# How to implement SGP4 C++, satellite propagator?

I would like to ask about how to implement the SGP4 code in C++ by Vallado. How can I implement the libraries that are available in https://celestrak.com/software/vallado-sw.php. I think that are the latest routines. There are some test cases, but I don't know if it would be possible to propagate the satellite and then obtain the orbital elements at the intervals of time calculated. I would also like to extract other types of data.

Has someone done this and doesn't mind sharing it?

• Have you checked the ReadMe.txt in the three SGP4 related folders (SGP4, SGP4DC, and TESTSGP4)? Can you mention how much is clear and where specifically you need help? Thanks, and Welcome to Space!
– uhoh
Jun 11 '19 at 12:16
• There is what looks like a different source for C++ on the page SGP4 Orbit Determination AIAA 2008-6770 instead. Inside that Source Code zip file AIAA-2008-6770.zip there is a very helpful-looking PDF sgp4dc CodeReadme.pdfthat might be more of what you are looking for.
– uhoh
Jun 11 '19 at 12:22
• Thank you, I already looked at Revisiting Spacetrack Report #3 AIAA 2006-6753. It is just that the program doesnt compile well and it crashes when I introduce the paramenters
Jun 14 '19 at 21:41

You don't have to implement the propagator. You can download it from space-track.org, just like you download TLEs. Go to space-track, click "Help", then click "SGP4", and arrive at https://www.space-track.org/documentation#/sgp4 . From there, pick Windows or Linux, and download compiled shared libraries of the latest SGP4 as released by the US Air Force, complete with wrappers and examples for C, Fortran, Java, Matlab, .Net, and Python.

If all you want is to use SGP4, call those DLLs, and you're done. What Vallado, Kelso, and the others who have contributed to Celestrak over the years want, is to figure out how SGP4 works, which is much harder than just using it. Based on their published error statistics, they're really close, but not quite there. Recently, a friend asked me why he was getting imaginary numbers out of propagating TLEs for some GPS satellites, and this was the answer: he was using a tool other than the official Air Force Space Command product, and when he switched to the real thing, the problem went away.

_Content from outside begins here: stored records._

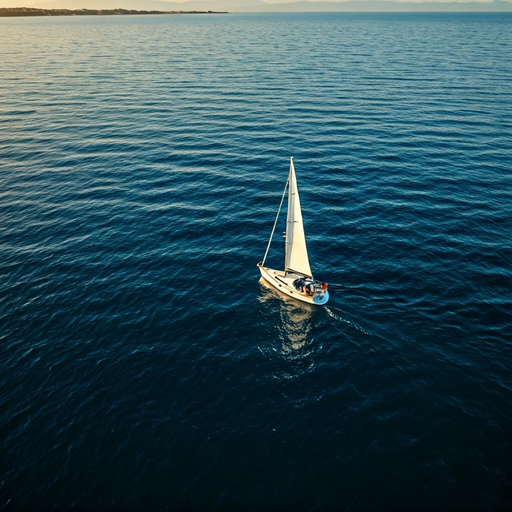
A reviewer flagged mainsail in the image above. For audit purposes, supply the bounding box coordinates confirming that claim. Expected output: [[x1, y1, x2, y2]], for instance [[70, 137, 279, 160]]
[[285, 158, 312, 276]]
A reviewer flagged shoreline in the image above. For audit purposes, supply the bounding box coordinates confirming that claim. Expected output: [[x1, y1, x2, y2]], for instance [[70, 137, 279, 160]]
[[0, 7, 228, 18]]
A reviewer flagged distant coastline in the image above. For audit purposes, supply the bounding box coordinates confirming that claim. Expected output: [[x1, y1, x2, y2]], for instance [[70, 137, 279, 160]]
[[0, 7, 227, 18]]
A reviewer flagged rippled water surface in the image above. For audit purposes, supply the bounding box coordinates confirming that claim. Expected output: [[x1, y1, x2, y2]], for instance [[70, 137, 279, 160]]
[[0, 14, 512, 510]]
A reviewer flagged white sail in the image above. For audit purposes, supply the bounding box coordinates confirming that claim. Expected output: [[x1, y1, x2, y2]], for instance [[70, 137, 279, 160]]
[[285, 158, 312, 276]]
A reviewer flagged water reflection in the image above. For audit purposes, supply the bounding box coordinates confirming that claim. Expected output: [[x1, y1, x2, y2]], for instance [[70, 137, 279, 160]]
[[260, 278, 318, 377]]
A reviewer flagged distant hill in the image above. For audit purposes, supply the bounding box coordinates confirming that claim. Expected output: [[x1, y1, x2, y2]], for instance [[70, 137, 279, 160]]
[[31, 0, 512, 12]]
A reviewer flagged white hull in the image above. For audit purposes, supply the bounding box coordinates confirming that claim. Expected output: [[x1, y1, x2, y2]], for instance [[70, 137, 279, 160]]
[[258, 265, 329, 306]]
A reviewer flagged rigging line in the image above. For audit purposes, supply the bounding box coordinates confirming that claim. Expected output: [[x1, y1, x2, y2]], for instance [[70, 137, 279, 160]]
[[261, 176, 290, 266]]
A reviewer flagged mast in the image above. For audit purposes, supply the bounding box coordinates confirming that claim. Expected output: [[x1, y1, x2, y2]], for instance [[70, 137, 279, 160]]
[[261, 177, 290, 266], [284, 157, 313, 277]]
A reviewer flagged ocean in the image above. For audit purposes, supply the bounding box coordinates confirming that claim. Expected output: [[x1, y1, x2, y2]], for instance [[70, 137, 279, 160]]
[[0, 13, 512, 511]]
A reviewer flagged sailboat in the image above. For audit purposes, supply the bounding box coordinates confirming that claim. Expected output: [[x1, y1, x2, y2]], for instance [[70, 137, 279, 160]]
[[258, 157, 329, 305]]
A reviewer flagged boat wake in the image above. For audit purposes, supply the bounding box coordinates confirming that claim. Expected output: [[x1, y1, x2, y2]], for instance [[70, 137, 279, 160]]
[[324, 306, 372, 336]]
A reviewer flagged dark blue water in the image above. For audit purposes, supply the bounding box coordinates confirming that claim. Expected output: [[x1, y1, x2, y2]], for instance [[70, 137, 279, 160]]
[[0, 14, 512, 510]]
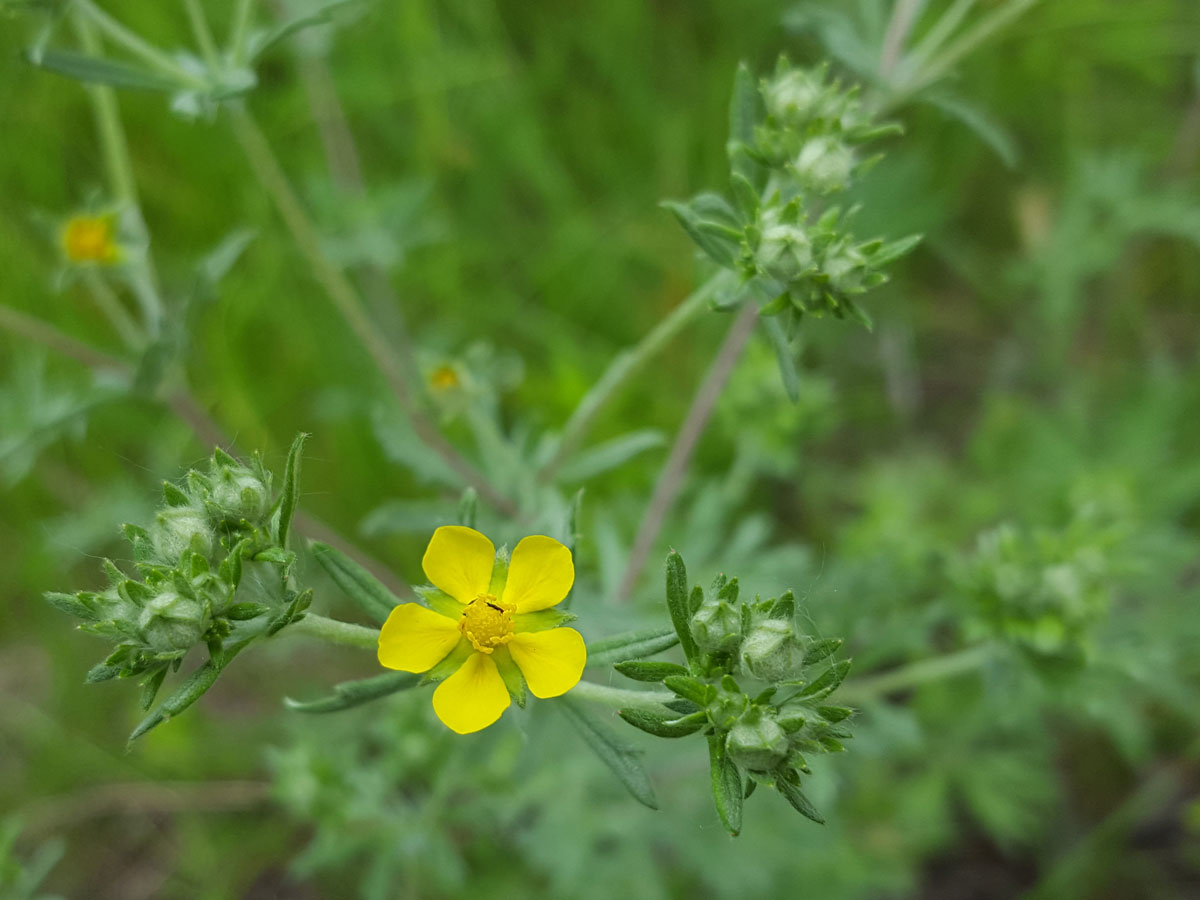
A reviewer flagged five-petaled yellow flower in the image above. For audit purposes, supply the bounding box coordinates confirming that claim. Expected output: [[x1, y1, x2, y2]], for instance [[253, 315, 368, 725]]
[[59, 212, 121, 265], [379, 526, 587, 734]]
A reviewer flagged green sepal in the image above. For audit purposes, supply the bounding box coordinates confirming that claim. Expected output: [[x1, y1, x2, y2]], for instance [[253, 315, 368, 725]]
[[667, 550, 700, 662], [708, 734, 745, 838], [492, 647, 526, 709], [613, 660, 688, 682], [511, 604, 578, 634], [308, 541, 400, 623], [617, 709, 708, 738], [222, 600, 271, 622], [275, 432, 308, 547], [553, 696, 659, 809], [484, 547, 509, 606], [775, 778, 824, 824], [140, 666, 167, 710], [817, 707, 854, 724], [797, 659, 851, 700], [421, 637, 476, 684], [804, 637, 845, 664], [283, 672, 421, 713], [587, 628, 679, 668], [458, 487, 479, 528], [162, 481, 192, 506], [415, 584, 466, 619], [662, 676, 716, 707]]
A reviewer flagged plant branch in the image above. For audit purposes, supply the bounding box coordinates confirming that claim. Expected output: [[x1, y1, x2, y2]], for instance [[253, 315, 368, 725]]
[[838, 643, 996, 703], [617, 301, 758, 602], [880, 0, 924, 80], [539, 270, 732, 482], [229, 104, 517, 516], [570, 682, 679, 709]]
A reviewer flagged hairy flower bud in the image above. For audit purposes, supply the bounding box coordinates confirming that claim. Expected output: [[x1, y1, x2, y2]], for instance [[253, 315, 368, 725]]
[[691, 598, 742, 653], [211, 467, 270, 522], [792, 136, 857, 193], [725, 706, 788, 772], [138, 592, 212, 653], [755, 210, 812, 283], [150, 506, 216, 565], [740, 618, 804, 682]]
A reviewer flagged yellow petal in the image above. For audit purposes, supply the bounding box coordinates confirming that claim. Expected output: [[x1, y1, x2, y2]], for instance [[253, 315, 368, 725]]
[[509, 628, 588, 698], [379, 604, 462, 672], [433, 653, 511, 734], [502, 534, 575, 612], [421, 526, 496, 604]]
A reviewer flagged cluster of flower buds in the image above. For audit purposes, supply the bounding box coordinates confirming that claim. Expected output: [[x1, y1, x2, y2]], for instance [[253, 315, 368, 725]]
[[953, 516, 1118, 666], [47, 439, 310, 708], [616, 553, 852, 834], [667, 60, 919, 336]]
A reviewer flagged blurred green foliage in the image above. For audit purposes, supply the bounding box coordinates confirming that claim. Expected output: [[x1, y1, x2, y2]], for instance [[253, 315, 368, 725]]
[[0, 0, 1200, 900]]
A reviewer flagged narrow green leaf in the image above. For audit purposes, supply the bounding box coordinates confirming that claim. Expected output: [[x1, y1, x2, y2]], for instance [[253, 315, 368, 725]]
[[558, 428, 666, 481], [554, 697, 659, 809], [613, 660, 688, 682], [588, 628, 679, 668], [25, 50, 181, 92], [275, 432, 308, 547], [775, 778, 824, 824], [617, 709, 708, 738], [708, 734, 745, 838], [797, 659, 850, 698], [308, 541, 401, 623], [283, 672, 421, 713], [667, 550, 700, 662]]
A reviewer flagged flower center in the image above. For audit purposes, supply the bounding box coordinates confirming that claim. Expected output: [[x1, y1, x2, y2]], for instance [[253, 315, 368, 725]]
[[458, 594, 517, 653]]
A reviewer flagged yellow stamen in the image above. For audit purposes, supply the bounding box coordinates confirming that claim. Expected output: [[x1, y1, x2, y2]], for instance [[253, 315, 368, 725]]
[[458, 594, 517, 653]]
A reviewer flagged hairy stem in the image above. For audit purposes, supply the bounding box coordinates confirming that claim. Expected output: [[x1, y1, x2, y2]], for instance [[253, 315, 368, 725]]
[[230, 104, 517, 516], [280, 612, 379, 650], [617, 302, 758, 602], [73, 0, 208, 89], [838, 643, 996, 703], [540, 271, 733, 481], [571, 682, 679, 710]]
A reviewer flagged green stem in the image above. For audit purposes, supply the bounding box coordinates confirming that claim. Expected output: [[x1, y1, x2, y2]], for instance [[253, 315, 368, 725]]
[[540, 270, 733, 481], [184, 0, 221, 72], [83, 266, 145, 352], [229, 103, 517, 516], [280, 612, 379, 650], [74, 0, 209, 90], [838, 643, 996, 703], [73, 11, 162, 335], [571, 682, 679, 709], [229, 0, 254, 66]]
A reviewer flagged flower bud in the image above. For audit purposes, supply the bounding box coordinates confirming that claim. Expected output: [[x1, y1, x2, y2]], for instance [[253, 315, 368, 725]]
[[792, 136, 856, 193], [762, 70, 826, 126], [150, 506, 216, 565], [691, 598, 742, 653], [138, 592, 212, 653], [725, 707, 787, 772], [755, 211, 812, 283], [211, 467, 270, 522], [742, 618, 804, 682]]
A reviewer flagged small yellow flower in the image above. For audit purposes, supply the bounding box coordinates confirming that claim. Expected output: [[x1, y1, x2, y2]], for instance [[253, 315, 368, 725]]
[[379, 526, 587, 734], [430, 362, 462, 391], [59, 212, 121, 265]]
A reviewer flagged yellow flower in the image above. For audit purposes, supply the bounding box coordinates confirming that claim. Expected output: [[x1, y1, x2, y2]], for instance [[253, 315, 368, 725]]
[[59, 212, 121, 265], [379, 526, 587, 734]]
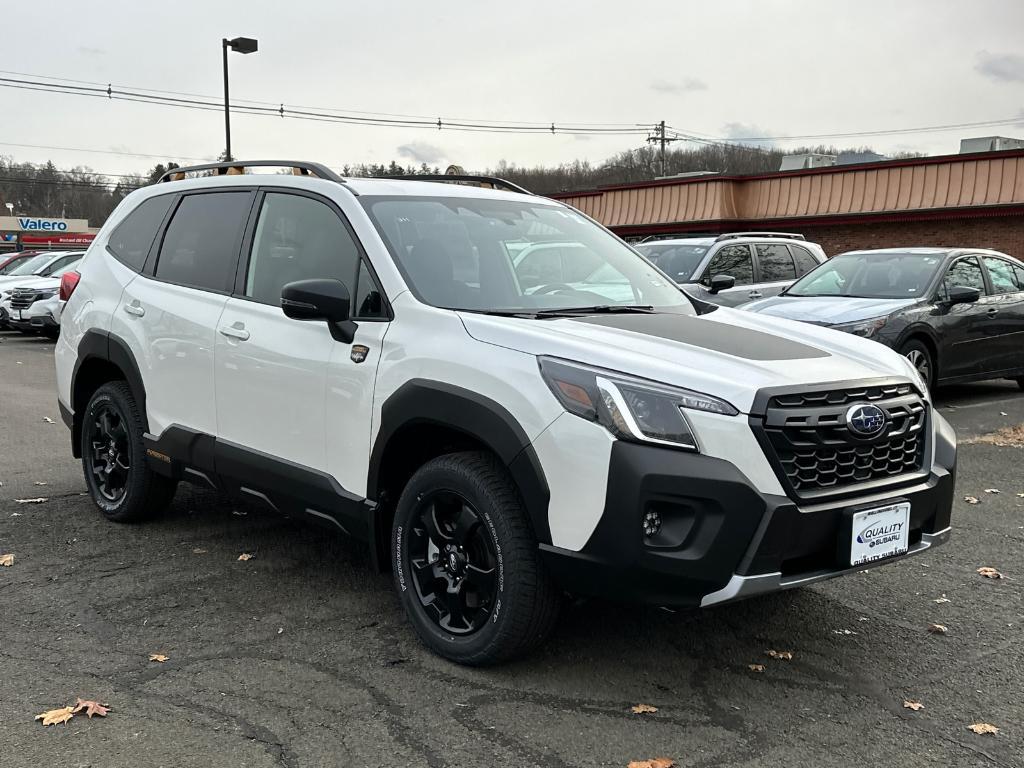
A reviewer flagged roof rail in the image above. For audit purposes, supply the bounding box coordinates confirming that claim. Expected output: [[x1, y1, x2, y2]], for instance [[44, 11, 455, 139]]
[[715, 232, 807, 243], [383, 173, 534, 195], [157, 160, 358, 195]]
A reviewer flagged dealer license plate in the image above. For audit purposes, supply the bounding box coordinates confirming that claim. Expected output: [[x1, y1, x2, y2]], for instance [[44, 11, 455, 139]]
[[850, 502, 910, 565]]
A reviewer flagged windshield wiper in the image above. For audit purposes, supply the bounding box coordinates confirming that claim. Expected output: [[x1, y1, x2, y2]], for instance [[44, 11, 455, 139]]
[[534, 304, 654, 317]]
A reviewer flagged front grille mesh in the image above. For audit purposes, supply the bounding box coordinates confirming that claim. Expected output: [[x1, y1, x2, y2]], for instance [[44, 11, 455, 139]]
[[755, 384, 928, 497]]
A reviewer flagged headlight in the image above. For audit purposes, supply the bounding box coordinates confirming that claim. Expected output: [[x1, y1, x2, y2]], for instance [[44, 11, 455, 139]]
[[539, 357, 739, 451], [829, 316, 889, 339]]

Note that "Revisiting Spacetrack" and the AIAA 2008-6770 paper have different goals. 6770 is about orbit determination by differential correction, which is much more complicated than just propagation. Propagation means you have a TLE or other representation of the orbit already at hand, and you want to use it to compute position and velocity, or other variables derived from the state, at some list of times. Orbit determination is the reverse process, of starting with a bunch of observations, such as angles, times, and distances, and using those to compute the orbit. A good introductory textbook for orbit determination is Statistical Orbit Determination by Tapley, Schutz, and Born. Vallado and Crawford give a method for making TLEs out of other data, which strikes me as perverse: if you've got a full-blown OD engine, why would you want to produce output in such a crappy form as a TLE? Just stick to coordinates that are unambiguously defined, and stay far away from TEME frames, fictitious mean objects, and the other baggage that comes with the woefully obsolete TLE.

Grady Hillhouse was able to get it working on a Nucleo F401RE development board: link. I improved on that to get it on an ESP8266 wifi module. And added some extra stuff to calculated satellite overpasses and see if the satellite is visible: project , library

This is focused on embedded devices, but it shouldn't be to hard to get it running in other environments.

• ESP8266! excellent! Any plans to implement a microPython wrapper?